Phillips 66 lets contract for San Francisco refinery-into-renewables conversion project
Phillips 66 has let a contract to Worley Ltd. to provide engineering services for the operator’s plan to convert the 120,000-b/d portion of its San Francisco refining complex in Rodeo, Calif. into a renewable fuels refinery as part of an investment strategy in the company’s energy transition to ensure long-term viability and competitiveness of its operations (OGJ Online, Aug. 13, 2020).
As part of the contract, Worley will deliver front-end engineering design (FEED) services for the project, which will reconfigure the existing conventional refinery to produce up to 2.5 billion l./year (650 million gal/year) of renewable transportation fuels from used cooking oils, fats, greases, and vegetable oils, the service provider said.
Worley did not reveal a value of the FEED contract or a timeframe for its completion.
Known as Rodeo Renewed, the proposed $750-800-million project would involve construction of new pretreatment units as well as repurposing of existing hydrocracking units to enable production of renewable diesel, renewable gasoline, and sustainable jet fuel for the California market.
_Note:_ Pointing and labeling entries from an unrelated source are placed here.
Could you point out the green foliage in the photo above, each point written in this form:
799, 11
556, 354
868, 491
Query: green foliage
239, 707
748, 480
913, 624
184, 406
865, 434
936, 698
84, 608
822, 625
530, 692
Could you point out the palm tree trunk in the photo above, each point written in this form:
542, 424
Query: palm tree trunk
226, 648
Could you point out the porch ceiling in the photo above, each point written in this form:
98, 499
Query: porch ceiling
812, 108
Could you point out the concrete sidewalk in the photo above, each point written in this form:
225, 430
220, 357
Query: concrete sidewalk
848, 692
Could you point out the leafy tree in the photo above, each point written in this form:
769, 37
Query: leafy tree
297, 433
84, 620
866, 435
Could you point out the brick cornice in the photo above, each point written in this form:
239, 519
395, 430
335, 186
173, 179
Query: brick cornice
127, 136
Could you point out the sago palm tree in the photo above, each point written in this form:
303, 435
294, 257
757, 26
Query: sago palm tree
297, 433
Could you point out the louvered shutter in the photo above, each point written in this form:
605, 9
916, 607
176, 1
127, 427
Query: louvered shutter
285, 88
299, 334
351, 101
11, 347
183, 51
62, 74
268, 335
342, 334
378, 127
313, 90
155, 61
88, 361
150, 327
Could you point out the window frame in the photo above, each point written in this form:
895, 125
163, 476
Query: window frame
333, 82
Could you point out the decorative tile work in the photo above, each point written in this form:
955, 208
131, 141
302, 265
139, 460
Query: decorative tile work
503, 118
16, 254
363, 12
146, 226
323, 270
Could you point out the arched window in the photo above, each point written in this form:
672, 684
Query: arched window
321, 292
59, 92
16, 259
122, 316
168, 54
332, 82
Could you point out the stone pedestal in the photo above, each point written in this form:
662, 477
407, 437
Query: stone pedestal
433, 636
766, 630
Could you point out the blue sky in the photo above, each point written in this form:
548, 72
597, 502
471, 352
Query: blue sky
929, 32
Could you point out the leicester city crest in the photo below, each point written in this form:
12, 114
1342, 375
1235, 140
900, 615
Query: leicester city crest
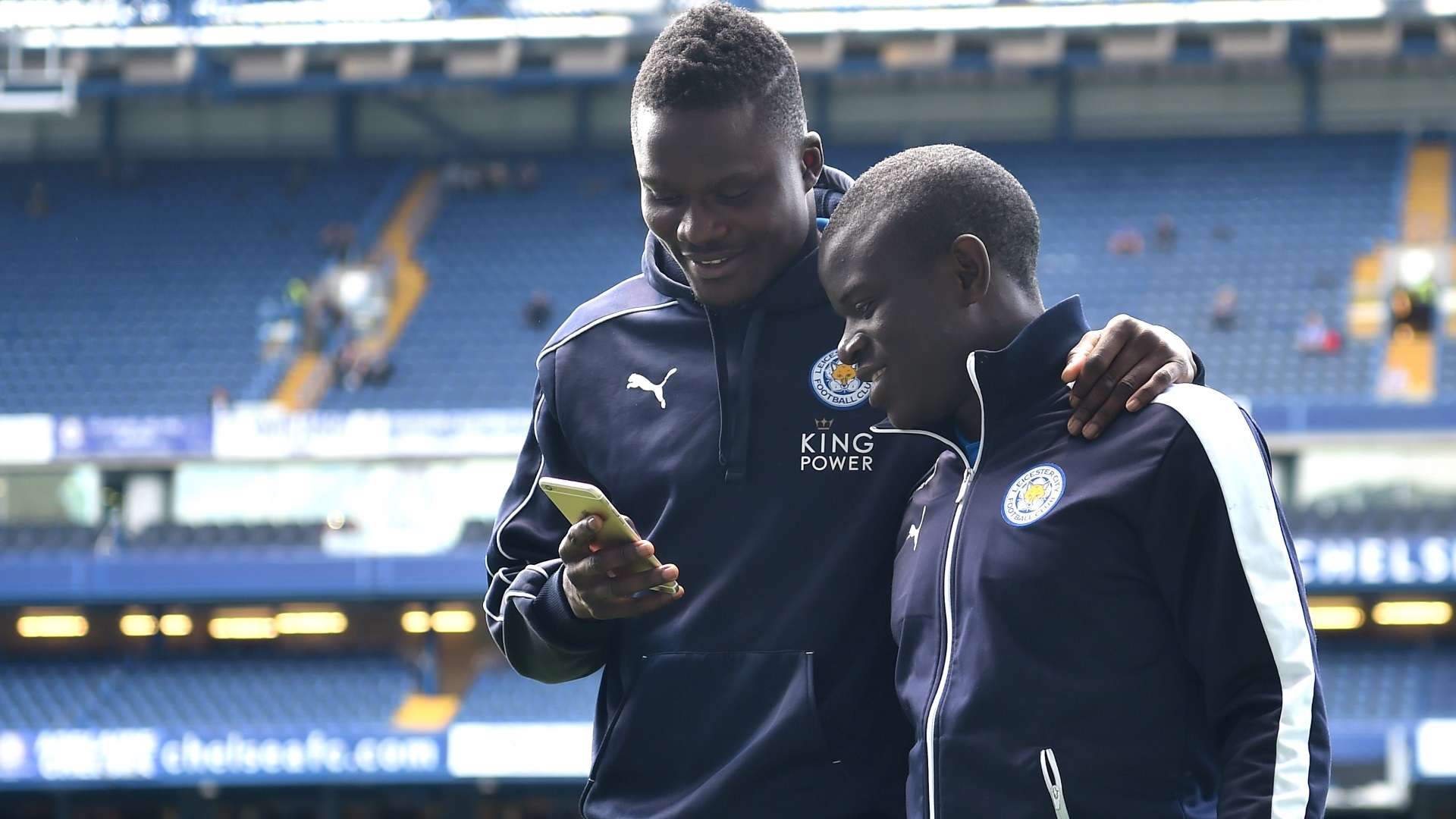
1033, 496
836, 384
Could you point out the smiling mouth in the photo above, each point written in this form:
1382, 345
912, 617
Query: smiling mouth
710, 265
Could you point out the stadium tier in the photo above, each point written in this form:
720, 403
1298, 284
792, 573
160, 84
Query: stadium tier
1277, 219
357, 692
140, 295
286, 539
501, 695
1391, 682
150, 314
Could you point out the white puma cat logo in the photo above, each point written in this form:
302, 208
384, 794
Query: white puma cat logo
915, 531
639, 382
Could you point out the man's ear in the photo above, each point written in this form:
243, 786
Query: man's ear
811, 159
973, 268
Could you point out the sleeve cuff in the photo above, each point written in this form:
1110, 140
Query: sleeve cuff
558, 624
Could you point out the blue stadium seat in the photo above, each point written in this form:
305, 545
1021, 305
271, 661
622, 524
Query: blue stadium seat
140, 297
501, 695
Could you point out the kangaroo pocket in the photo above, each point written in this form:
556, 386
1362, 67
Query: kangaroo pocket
720, 735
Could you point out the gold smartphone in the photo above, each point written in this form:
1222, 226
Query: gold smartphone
577, 500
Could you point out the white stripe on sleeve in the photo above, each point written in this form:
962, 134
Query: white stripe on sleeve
1254, 519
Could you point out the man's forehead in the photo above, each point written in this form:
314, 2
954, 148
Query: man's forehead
723, 140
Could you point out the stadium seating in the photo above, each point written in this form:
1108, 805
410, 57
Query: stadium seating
1279, 219
501, 695
357, 692
57, 539
281, 538
159, 305
204, 692
46, 539
140, 297
1375, 679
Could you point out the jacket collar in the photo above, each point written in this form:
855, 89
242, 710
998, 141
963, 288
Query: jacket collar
1028, 371
1019, 375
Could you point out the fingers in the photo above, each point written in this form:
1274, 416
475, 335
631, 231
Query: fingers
1109, 388
1165, 376
577, 544
609, 563
638, 607
1141, 378
1078, 356
609, 583
1110, 343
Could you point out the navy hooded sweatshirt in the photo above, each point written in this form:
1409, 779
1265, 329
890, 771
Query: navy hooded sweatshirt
1110, 630
769, 689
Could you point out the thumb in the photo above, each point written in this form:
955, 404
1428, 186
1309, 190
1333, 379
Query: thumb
1079, 354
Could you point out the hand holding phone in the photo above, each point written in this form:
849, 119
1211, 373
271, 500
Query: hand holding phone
607, 566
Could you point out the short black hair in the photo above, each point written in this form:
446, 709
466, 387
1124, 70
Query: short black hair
718, 55
934, 194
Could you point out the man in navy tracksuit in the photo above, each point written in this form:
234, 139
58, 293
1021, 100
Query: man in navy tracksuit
707, 400
1112, 630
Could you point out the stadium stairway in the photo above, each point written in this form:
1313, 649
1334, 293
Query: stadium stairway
1410, 357
425, 711
309, 379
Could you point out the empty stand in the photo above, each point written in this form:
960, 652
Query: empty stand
204, 692
142, 297
501, 695
1279, 219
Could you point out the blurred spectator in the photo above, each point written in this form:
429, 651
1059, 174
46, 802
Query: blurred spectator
335, 240
538, 309
1166, 234
1414, 306
462, 177
497, 175
1126, 242
38, 205
1316, 338
529, 177
294, 180
278, 318
363, 362
1225, 306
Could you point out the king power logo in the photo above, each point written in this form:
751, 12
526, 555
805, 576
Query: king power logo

Combined with production of renewable fuels from an unidentified project also in development, the converted Rodeo plant, once fully operational, would produce more than 800 million gal/year (50,000 b/d) of renewable fuels, making it the world’s largest plant of its kind, according to Phillips 66.
Alongside the Rodeo conversion project, Phillips 66 also plans to shut down the Rodeo carbon plant and 44,500-b/d Santa Maria refining site in Arroyo Grande, Calif.—which converts heavy crude oil into high-quality feedstock for further processing into gasoline, diesel, and jet fuel at the Rodeo refinery—in 2023, with associated crude pipelines also to be taken out of service in phases starting in 2023.
Following completion of the reconfiguration project, Phillips 66’s San Francisco refining complex—which consists of the Rodeo plant in the San Francisco Bay Area and the Santa Maria refinery in Arroyo Grande, linked by a 200-mile pipeline—would no longer produce fuels from crude oil, resulting in anticipated 50% and 75% reductions in greenhouse gas and sulfur dioxide emissions, respectively, from the site as well as generation of credits under the California Low Carbon Fuel Standard (LCFS).
In its latest presentation to investors during February, Phillips 66—which is in the process of securing permits and completing its environmental impact report on the proposed Rodeo Renewed project—said, if approved by Contra Costa County officials and the Bay Area Air Quality Management District, Rodeo Renewed could begin renewable fuels production as early as first-quarter 2024.